The SDLP were key in helping to forge the Good Friday Agreement, alongside the UUP.

One of the key planks in the agreement is that all signatories “recognise the legitimacy of whatever choice is freely exercised by a majority of the people of Northern Ireland with regard to its status, whether they prefer to continue to support the Union with Great Britain or a sovereign united Ireland... [and that] the present wish of a majority of the people of Northern Ireland, freely exercised and legitimate, is to maintain the Union”.

The agreement also states that the people of the island of Ireland, “by agreement between the two parts respectively”, must also back reunification.

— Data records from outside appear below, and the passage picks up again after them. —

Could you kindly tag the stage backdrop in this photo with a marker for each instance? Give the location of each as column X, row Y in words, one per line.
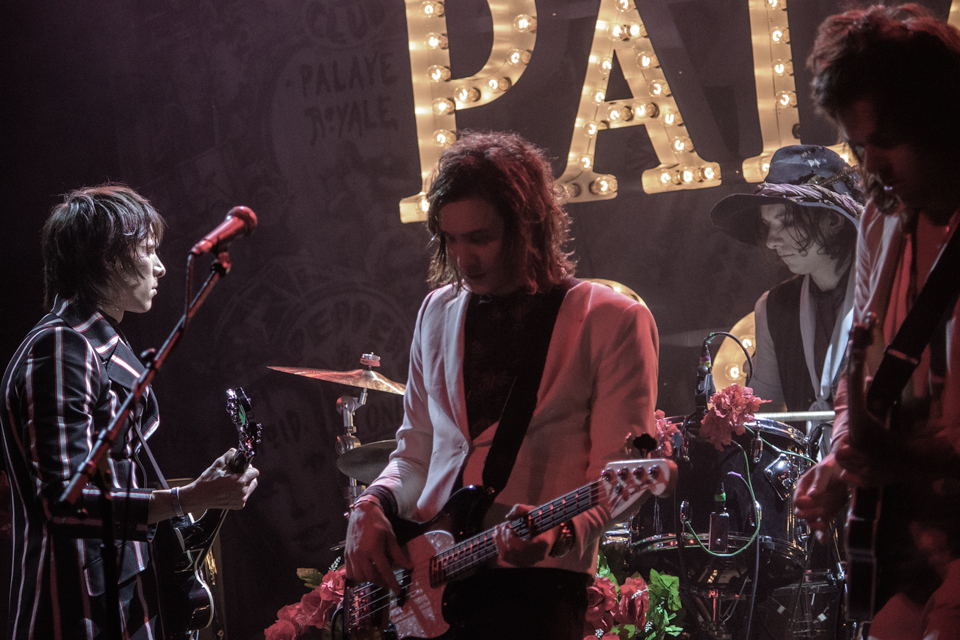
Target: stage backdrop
column 306, row 112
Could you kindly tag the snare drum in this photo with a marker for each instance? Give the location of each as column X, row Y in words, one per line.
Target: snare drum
column 775, row 458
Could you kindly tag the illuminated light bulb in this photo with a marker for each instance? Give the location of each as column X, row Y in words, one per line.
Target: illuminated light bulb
column 659, row 88
column 672, row 118
column 525, row 23
column 619, row 32
column 648, row 61
column 783, row 68
column 437, row 41
column 518, row 56
column 432, row 9
column 442, row 106
column 707, row 173
column 603, row 185
column 787, row 99
column 439, row 73
column 648, row 110
column 468, row 94
column 682, row 144
column 444, row 138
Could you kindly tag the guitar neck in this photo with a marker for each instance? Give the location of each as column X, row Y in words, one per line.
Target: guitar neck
column 473, row 552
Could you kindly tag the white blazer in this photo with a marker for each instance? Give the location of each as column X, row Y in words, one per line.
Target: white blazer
column 599, row 389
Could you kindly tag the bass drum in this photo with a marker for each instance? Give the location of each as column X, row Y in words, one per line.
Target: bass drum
column 770, row 456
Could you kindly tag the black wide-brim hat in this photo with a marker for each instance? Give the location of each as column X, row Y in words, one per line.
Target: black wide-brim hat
column 819, row 176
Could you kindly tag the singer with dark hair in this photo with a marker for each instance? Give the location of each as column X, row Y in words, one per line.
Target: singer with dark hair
column 62, row 387
column 806, row 214
column 890, row 78
column 500, row 265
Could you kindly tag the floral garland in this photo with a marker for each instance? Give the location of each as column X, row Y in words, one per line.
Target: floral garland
column 315, row 609
column 731, row 408
column 632, row 608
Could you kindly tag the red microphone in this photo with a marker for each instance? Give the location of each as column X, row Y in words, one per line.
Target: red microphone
column 240, row 221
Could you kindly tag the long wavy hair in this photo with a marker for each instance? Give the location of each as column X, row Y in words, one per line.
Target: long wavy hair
column 906, row 63
column 515, row 177
column 91, row 238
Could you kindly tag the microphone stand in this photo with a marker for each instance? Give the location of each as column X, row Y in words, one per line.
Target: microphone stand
column 90, row 469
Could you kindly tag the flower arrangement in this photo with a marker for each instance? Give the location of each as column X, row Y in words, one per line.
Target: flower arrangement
column 315, row 610
column 730, row 409
column 632, row 608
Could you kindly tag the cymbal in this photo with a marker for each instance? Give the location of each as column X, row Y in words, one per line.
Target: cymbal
column 356, row 378
column 364, row 463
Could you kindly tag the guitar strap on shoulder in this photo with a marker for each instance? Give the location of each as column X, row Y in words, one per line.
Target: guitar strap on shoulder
column 901, row 357
column 522, row 397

The Good Friday Agreement was backed by more than 71 per cent of voters in Northern Ireland, and more than 94 per cent in the Republic.

The EU is mentioned a number of times in the Good Friday Agreement.

Among the occasions when it crops up is under the workings of the North/South Ministerial Council – a body aimed at fostering dialogue between the two governments on both sides of the border.

It states that the council will “consider the European Union dimension of relevant matters, including the implementation of EU policies and programmes and proposals under consideration in the EU framework”.

It adds: “Arrangements to be made to ensure that the views of the Council are taken into account and represented appropriately at relevant EU meetings.”

The Irish Taoiseach had recently mooted the idea of a new cross-border body to discuss Brexit – a move that was rejected by Arlene Foster.